Fourth, I can go backwards easily. I simply walk through my memory palace for pi backwards, which is trivial since I’m just visualizing my friend’s apartment. Then for each glyph, I decode it backwards. For example, the last glyph in my one hundred digits is Serena Williams nibbling on a plastic leg. That’s $067982$. (Technically $82$ is extra if we’re counting “digits of pi” as digits after the decimal point.) And since “plastic leg” is $82$, I simply say “$28$” while decoding. So I can go backwards nearly as quickly as going forwards because I only ever need to flip two digits at a time.

And finally, this system scales. Memorizing the first one hundred digits of pi only required seventeen glyphs. Memorizing another seventeen glpyhs doesn’t seem too hard. I don’t feel like my memory has been taxed yet. Using this system, I think I could memorize a thousand digits of pi relatively straightforwardly. Honestly, the hard part would be deciding on the right set of memory palaces and then “jumping” between these palaces in the correct order. I would probably use an organizing system for my palaces, such as ordering the palaces east-to-west in physical space. But again, this wouldn’t be “hard” in the sense of a vague or amorphous challenge. It would just be a lot of work for rapidly dimishing returns.

So that’s it. That’s how I memorized one hundred digits of pi. If you think it sounds like a lot of work, that’s actually my point. My point is that there was no magic here. I came to this process with an average memory, and average memory is all I have. It’s just technique and practice.
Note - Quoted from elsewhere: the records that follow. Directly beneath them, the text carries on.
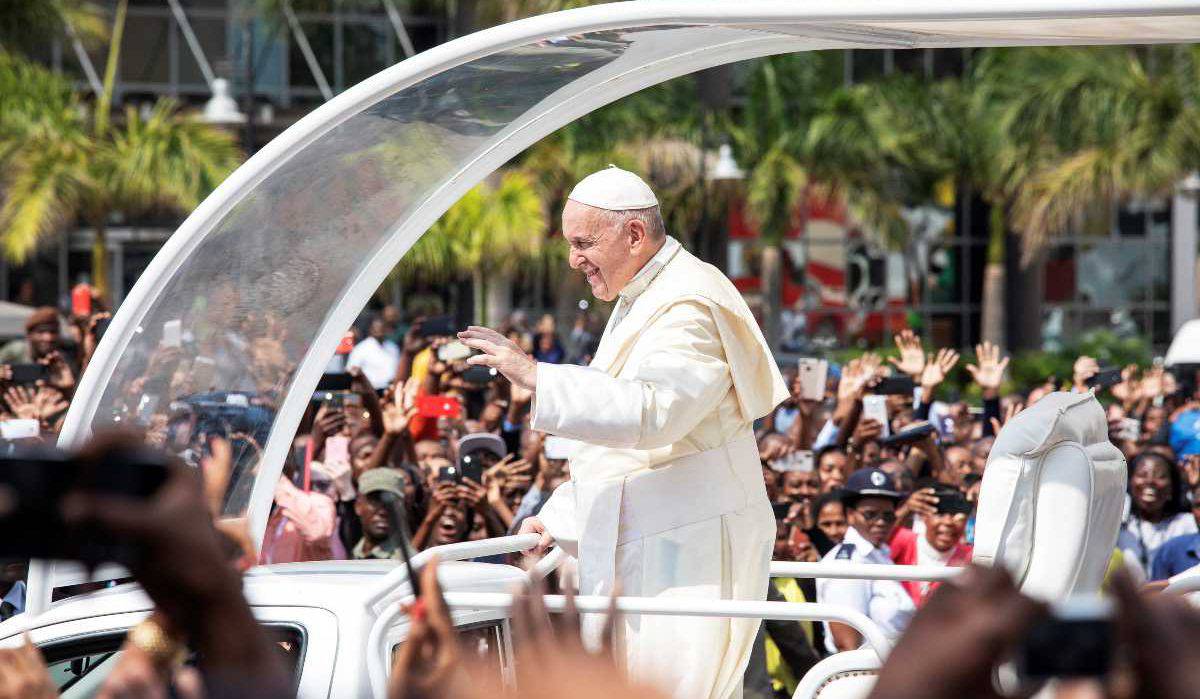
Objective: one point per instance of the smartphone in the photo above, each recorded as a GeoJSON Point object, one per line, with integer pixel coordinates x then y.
{"type": "Point", "coordinates": [147, 406]}
{"type": "Point", "coordinates": [799, 460]}
{"type": "Point", "coordinates": [909, 435]}
{"type": "Point", "coordinates": [102, 327]}
{"type": "Point", "coordinates": [471, 466]}
{"type": "Point", "coordinates": [813, 374]}
{"type": "Point", "coordinates": [340, 381]}
{"type": "Point", "coordinates": [876, 407]}
{"type": "Point", "coordinates": [438, 327]}
{"type": "Point", "coordinates": [81, 300]}
{"type": "Point", "coordinates": [953, 503]}
{"type": "Point", "coordinates": [173, 333]}
{"type": "Point", "coordinates": [337, 449]}
{"type": "Point", "coordinates": [556, 448]}
{"type": "Point", "coordinates": [19, 429]}
{"type": "Point", "coordinates": [33, 484]}
{"type": "Point", "coordinates": [1104, 378]}
{"type": "Point", "coordinates": [894, 386]}
{"type": "Point", "coordinates": [203, 374]}
{"type": "Point", "coordinates": [438, 406]}
{"type": "Point", "coordinates": [1074, 641]}
{"type": "Point", "coordinates": [454, 351]}
{"type": "Point", "coordinates": [29, 374]}
{"type": "Point", "coordinates": [479, 374]}
{"type": "Point", "coordinates": [1129, 429]}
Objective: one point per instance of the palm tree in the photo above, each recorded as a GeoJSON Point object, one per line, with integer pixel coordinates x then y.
{"type": "Point", "coordinates": [59, 162]}
{"type": "Point", "coordinates": [769, 141]}
{"type": "Point", "coordinates": [1115, 123]}
{"type": "Point", "coordinates": [487, 234]}
{"type": "Point", "coordinates": [33, 24]}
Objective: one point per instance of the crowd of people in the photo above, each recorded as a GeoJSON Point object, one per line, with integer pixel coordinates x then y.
{"type": "Point", "coordinates": [406, 446]}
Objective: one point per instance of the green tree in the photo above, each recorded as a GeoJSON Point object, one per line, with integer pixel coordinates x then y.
{"type": "Point", "coordinates": [1115, 123]}
{"type": "Point", "coordinates": [31, 24]}
{"type": "Point", "coordinates": [61, 161]}
{"type": "Point", "coordinates": [784, 97]}
{"type": "Point", "coordinates": [487, 236]}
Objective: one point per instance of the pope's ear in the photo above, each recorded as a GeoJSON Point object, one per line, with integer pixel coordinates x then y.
{"type": "Point", "coordinates": [635, 228]}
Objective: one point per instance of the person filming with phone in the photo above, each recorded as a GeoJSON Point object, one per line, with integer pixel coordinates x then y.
{"type": "Point", "coordinates": [666, 494]}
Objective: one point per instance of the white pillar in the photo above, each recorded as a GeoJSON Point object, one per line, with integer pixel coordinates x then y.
{"type": "Point", "coordinates": [1183, 251]}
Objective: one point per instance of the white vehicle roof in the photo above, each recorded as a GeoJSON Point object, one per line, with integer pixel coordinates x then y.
{"type": "Point", "coordinates": [334, 585]}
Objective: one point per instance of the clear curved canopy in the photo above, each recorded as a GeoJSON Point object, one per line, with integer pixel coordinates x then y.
{"type": "Point", "coordinates": [239, 312]}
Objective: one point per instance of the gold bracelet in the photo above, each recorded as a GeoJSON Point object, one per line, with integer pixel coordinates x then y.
{"type": "Point", "coordinates": [151, 638]}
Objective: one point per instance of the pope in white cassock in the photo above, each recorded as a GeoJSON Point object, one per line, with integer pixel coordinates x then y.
{"type": "Point", "coordinates": [666, 496]}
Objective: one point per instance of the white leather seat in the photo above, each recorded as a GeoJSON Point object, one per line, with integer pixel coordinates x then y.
{"type": "Point", "coordinates": [1049, 511]}
{"type": "Point", "coordinates": [1051, 497]}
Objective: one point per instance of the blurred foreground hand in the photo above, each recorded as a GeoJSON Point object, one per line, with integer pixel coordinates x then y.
{"type": "Point", "coordinates": [551, 661]}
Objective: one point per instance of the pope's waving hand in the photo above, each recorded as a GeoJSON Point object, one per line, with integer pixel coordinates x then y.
{"type": "Point", "coordinates": [666, 494]}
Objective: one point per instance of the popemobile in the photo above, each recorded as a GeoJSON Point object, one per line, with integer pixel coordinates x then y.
{"type": "Point", "coordinates": [346, 192]}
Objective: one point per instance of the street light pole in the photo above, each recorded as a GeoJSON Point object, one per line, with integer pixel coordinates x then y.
{"type": "Point", "coordinates": [1183, 251]}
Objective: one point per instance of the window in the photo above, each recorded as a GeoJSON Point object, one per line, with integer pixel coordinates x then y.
{"type": "Point", "coordinates": [79, 665]}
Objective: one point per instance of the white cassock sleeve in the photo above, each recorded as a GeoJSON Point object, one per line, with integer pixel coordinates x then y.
{"type": "Point", "coordinates": [679, 380]}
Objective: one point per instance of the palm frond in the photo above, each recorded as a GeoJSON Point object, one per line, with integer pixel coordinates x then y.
{"type": "Point", "coordinates": [166, 160]}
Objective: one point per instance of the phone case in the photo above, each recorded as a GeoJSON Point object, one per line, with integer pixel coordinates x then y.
{"type": "Point", "coordinates": [876, 407]}
{"type": "Point", "coordinates": [813, 374]}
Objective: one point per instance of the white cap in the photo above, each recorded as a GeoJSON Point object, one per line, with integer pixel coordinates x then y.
{"type": "Point", "coordinates": [613, 189]}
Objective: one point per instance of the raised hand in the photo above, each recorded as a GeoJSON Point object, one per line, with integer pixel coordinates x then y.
{"type": "Point", "coordinates": [990, 371]}
{"type": "Point", "coordinates": [858, 375]}
{"type": "Point", "coordinates": [1153, 384]}
{"type": "Point", "coordinates": [430, 662]}
{"type": "Point", "coordinates": [395, 416]}
{"type": "Point", "coordinates": [1127, 389]}
{"type": "Point", "coordinates": [1084, 369]}
{"type": "Point", "coordinates": [502, 354]}
{"type": "Point", "coordinates": [59, 372]}
{"type": "Point", "coordinates": [21, 402]}
{"type": "Point", "coordinates": [936, 369]}
{"type": "Point", "coordinates": [49, 402]}
{"type": "Point", "coordinates": [912, 354]}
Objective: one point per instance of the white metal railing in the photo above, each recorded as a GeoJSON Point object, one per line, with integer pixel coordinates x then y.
{"type": "Point", "coordinates": [460, 551]}
{"type": "Point", "coordinates": [829, 569]}
{"type": "Point", "coordinates": [847, 571]}
{"type": "Point", "coordinates": [1183, 583]}
{"type": "Point", "coordinates": [874, 637]}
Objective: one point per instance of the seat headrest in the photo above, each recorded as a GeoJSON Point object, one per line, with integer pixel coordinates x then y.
{"type": "Point", "coordinates": [1005, 520]}
{"type": "Point", "coordinates": [1059, 417]}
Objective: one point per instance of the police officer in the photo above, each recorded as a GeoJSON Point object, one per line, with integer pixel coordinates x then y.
{"type": "Point", "coordinates": [870, 499]}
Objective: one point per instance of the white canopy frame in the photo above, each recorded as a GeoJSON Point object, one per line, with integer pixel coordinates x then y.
{"type": "Point", "coordinates": [309, 227]}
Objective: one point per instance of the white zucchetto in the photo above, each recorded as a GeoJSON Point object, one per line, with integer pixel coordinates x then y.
{"type": "Point", "coordinates": [616, 190]}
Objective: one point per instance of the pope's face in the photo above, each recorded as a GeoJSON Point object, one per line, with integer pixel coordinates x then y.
{"type": "Point", "coordinates": [607, 255]}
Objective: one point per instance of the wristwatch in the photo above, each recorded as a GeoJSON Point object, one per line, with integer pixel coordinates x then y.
{"type": "Point", "coordinates": [151, 638]}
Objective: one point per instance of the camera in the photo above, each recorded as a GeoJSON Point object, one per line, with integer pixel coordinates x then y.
{"type": "Point", "coordinates": [34, 482]}
{"type": "Point", "coordinates": [1074, 641]}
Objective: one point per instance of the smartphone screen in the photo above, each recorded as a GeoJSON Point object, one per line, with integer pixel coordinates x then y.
{"type": "Point", "coordinates": [1074, 641]}
{"type": "Point", "coordinates": [173, 333]}
{"type": "Point", "coordinates": [337, 449]}
{"type": "Point", "coordinates": [1104, 378]}
{"type": "Point", "coordinates": [29, 374]}
{"type": "Point", "coordinates": [876, 407]}
{"type": "Point", "coordinates": [454, 351]}
{"type": "Point", "coordinates": [813, 374]}
{"type": "Point", "coordinates": [438, 406]}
Of course, you might ask why I did this. Everyone I’ve told about it certainly has. Of course, the trite answer is: why do anything? Besides eat, sleep, and have sex, humans need to do very little to survive as a species. But my more serious answer is this: nothing has more positvely impacted my own life than my ability to change how I view myself and my relationship to the world. We all limit ourselves in our imaginations. One might think, “I can’t do this because I’m not an X person”, but those beliefs are often grounded in a handful of early experiences which are then rarely interrogated. My claim, echoing Foer’s, is that basically any person with an average memory can memorize large amounts of information with simple, well-established techniques. And at least for me, truly internalizing that belief through experience has changed how I view my own mind.